Creating a Containerized Transcription API using the Whisper Model and FastAPI

Posted by

Build a Containerized Transcription API using Whisper Model and FastAPI

Build a Containerized Transcription API using Whisper Model and FastAPI

Transcription is a critical part of many applications, from voice assistants to call centers to video captioning. In this article, we’ll walk through how to build a containerized transcription API using the Whisper model and FastAPI.

What is the Whisper Model?

The Whisper model is a state-of-the-art speech recognition model developed by Facebook AI Research. It is designed to be fast and accurate, making it an excellent choice for transcription tasks.

What is FastAPI?

FastAPI is a modern, fast (high-performance), web framework for building APIs with Python 3.7+ based on standard Python type hints.

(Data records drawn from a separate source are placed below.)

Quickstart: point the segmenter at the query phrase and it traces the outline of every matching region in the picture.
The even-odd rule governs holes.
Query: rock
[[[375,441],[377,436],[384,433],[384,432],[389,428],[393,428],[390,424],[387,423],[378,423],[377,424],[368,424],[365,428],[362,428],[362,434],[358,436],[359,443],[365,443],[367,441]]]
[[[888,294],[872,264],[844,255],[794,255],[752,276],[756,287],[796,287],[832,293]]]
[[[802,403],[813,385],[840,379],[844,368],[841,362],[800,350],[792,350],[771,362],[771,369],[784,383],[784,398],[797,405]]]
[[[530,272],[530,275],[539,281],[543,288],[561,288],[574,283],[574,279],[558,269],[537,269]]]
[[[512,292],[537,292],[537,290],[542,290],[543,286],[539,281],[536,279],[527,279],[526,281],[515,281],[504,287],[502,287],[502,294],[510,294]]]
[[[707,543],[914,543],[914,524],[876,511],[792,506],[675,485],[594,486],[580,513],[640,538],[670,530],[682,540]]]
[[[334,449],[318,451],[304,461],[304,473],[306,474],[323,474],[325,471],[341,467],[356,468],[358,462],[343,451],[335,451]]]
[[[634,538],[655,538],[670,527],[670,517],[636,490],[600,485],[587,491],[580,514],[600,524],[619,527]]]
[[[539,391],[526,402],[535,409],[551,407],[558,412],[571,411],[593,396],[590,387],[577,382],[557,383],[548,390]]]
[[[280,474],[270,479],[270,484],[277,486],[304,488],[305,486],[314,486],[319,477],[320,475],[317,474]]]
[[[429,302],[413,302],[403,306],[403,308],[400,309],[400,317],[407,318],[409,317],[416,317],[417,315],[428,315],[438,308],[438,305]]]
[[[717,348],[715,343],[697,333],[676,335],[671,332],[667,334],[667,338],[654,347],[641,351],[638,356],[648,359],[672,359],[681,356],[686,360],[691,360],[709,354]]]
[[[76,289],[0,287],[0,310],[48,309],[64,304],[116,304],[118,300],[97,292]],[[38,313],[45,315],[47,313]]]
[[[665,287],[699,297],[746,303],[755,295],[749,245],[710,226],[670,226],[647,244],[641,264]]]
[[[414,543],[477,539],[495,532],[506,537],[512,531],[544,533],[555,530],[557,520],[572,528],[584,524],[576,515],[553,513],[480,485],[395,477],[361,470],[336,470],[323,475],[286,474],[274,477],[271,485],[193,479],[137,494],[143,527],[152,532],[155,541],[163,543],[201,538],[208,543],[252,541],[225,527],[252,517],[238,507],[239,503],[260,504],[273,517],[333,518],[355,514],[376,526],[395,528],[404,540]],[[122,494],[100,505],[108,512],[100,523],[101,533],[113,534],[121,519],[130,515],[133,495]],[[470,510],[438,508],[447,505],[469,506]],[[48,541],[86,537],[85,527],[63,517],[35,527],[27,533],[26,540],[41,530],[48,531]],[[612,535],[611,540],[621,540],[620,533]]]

It is easy to use, and provides automatic interactive API documentation (as Swagger UI), and validation using Python type hints.

Prerequisites

Before we get started, make sure you have Docker installed on your machine. You’ll also need to have a basic understanding of Python and web development. If you’re new to Docker, you can check out the official documentation for installation instructions.

Steps

1. First, let’s create a new directory for our project and navigate into it.


mkdir transcription-api
cd transcription-api

2. Next, we’ll create a new virtual environment and activate it.


python3 -m venv venv
source venv/bin/activate

3. Now, let’s install FastAPI and Uvicorn, which is a lightning-fast ASGI server.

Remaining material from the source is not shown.